Les capitaines Christophe Simonet et Patrick Martinet sont revenus il y a quelques jours de La Teste-de-Buch en Gironde, où les flammes ont consumé plusieurs milliers d'hectares de pins de la forêt des Landes.
"C'est un spectacle de désolation." Ces derniers jours, le feu a ravagé 20 000 hectares au cœur de la forêt des Landes, aux abords du bassin d'Arcachon et près de Landiras, en Gironde. Un feu incontrôlable, si puissant que la fumée s'est invitée au-dessus des têtes en Centre-Val de Loire. 2 000 sapeurs-pompiers sont mobilisés chaque jour, pour venir à bout des deux incendie, celui de La Teste-de-Buch s'étant déclaré le 12 juillet.
De tels effectifs, la Gironde ne peut pas les assumer seule. Ce mardi 19 juillet, une vingtaine de sapeurs-pompiers du Berry sont partis épauler leurs camarades de Nouvelle-Aquitaine, relevant leurs collègues partis quelques jours plus tôt. Les capitaines Patrick Martinet et Christophe Simonet, du SDIS du Cher, les ont précédés pour une mission de 72 heures, à lutter contre les assauts des flammes en Gironde.

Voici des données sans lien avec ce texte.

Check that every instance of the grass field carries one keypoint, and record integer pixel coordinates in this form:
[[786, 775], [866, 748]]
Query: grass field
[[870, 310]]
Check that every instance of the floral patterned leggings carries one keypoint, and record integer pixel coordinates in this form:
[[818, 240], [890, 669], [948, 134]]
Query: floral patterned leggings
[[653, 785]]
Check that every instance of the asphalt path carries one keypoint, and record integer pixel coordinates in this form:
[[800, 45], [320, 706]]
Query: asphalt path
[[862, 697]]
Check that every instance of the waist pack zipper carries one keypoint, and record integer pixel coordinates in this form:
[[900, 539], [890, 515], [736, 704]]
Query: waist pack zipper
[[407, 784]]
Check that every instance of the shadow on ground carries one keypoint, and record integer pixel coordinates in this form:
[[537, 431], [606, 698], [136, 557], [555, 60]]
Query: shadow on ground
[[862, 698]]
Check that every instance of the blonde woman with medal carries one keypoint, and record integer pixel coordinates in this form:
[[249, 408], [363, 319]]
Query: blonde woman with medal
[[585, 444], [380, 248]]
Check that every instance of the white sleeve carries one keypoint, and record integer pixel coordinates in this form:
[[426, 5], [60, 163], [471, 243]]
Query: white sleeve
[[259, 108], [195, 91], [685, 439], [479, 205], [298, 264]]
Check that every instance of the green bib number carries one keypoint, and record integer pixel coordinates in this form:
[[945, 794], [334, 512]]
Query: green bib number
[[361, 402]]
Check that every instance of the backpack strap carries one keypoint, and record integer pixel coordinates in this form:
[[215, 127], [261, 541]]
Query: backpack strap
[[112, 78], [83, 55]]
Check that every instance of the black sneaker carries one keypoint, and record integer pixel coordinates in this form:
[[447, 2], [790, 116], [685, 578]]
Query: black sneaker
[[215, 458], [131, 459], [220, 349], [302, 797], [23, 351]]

"On entendait le feu tout consumer"
Revenus dans le Berry depuis quelques jours, ils racontent l'enfer : "Le paysage était lunaire, dans les campings il n'y a plus rien debout", décrit Patrick Martinet, chef de centre de Saint-Florent-sur-Cher. Il se souvient précisément du moment où il les a vus partir en fumée :
On était sur la dune du Pilat au moment où les campings brulaient. Le feu arrivait sur notre position, on l'entendait tout consumer. On devait l'arrêter à la dune pour ne pas qu'il descende sur le village du Pyla, c'était notre dernière cartouche.
Patrick Martinet, sapeur-pompier volontaire
Ses camarades et lui voient "un mur de flammes nous arriver dessus". Car les pins de la forêt des Landes se consument notamment par leurs feuilles, créant des barrières de feu de 80 mètres de haut. "Je n'avais jamais vu ça." Heureusement, la tactique a fonctionné, et le village du Pyla est toujours debout.
Toutes leurs interventions n'étaient pas aussi spectaculaire. Leur journée commençait à 7h30, principalement pour "du noyage, pour empêcher une reprise de feu", explique Christophe Simonet, chef de centre de Vailly-sur-Sauldre. Et c'est quand "on croyait que le feu était fixé qu'il repartait puissance 10". Les après-midis, sous l'effet de la chaleur et des vents tourbillonnants, les flammes reprenaient et mobilisaient les sapeurs-pompiers jusqu'à 1h du matin.
"S'il faut y retourner, on y retourne."
Un emploi du temps bien rempli, laissant peu de temps au sommeil ou au repos. Et même si la mission n'a duré que trois jours pour les deux capitaines du SDIS du Cher, arrive un moment où "le moral doit prendre le dessus sur le physique", assure Christophe Simonet. Il témoigne d'un "effet de groupe" avec ses camarades sapeurs-pompiers, qui "rassure" et motive.
Et se rassurer n'est jamais un luxe. S'il reconnaît avoir "toujours peur, quelle que soit l'importance du feu", la Gironde lui a tout de même réservé des moments de stress comme il n'en avait peut-être jamais connus :
On est allés sur un hameau, on a eu très chaud, on entendait des bouteilles de gaz qui explosaient, on a vu un restaurant s'auto-enflammer. On est dans la fumée complète, on n'a pas de visu sur nos personnels... en tant que chef de groupe, c'est stressant.
Christophe Simonet, sapeur-pompier volontaire
Mais peu importe la peur, le plus important pour eux est "la satisfaction d'avoir accompli une mission", note le capitaine. D'autant que lui-même fut un temps sapeur-pompier en Gironde, dans le secteur du bassin d'Arcachon, précisément là où les flammes ravagent les pins depuis une semaine. "C'est un coin magnifique, le voir partir comme ça..." "C'est un désastre écologique", ajoute Patrick Martinet.
Au-delà de la fierté d'avoir contribué, les deux hommes gardent en mémoire la solidarité des habitants, "fantastiques, qui nous apportaient des boissons fraîches et des sandwichs toutes les demi-heures". Que ce soit pour l'ampleur de l'incendie ou cette dimension humaine, Christophe Simonet et Patrick Martinet ne savent pas s'ils auront "une autre expérience de ce type" dans leur carrière. Et, malgré la peur, s'il faut y retourner, "on y retournera". D'autant que, le réchauffement climatique aidant, de tels mégafeux "pourraient demain arriver chez nous", se désole Christophe Simonet. Mais il rassure : "On sera là quand il faudra être là."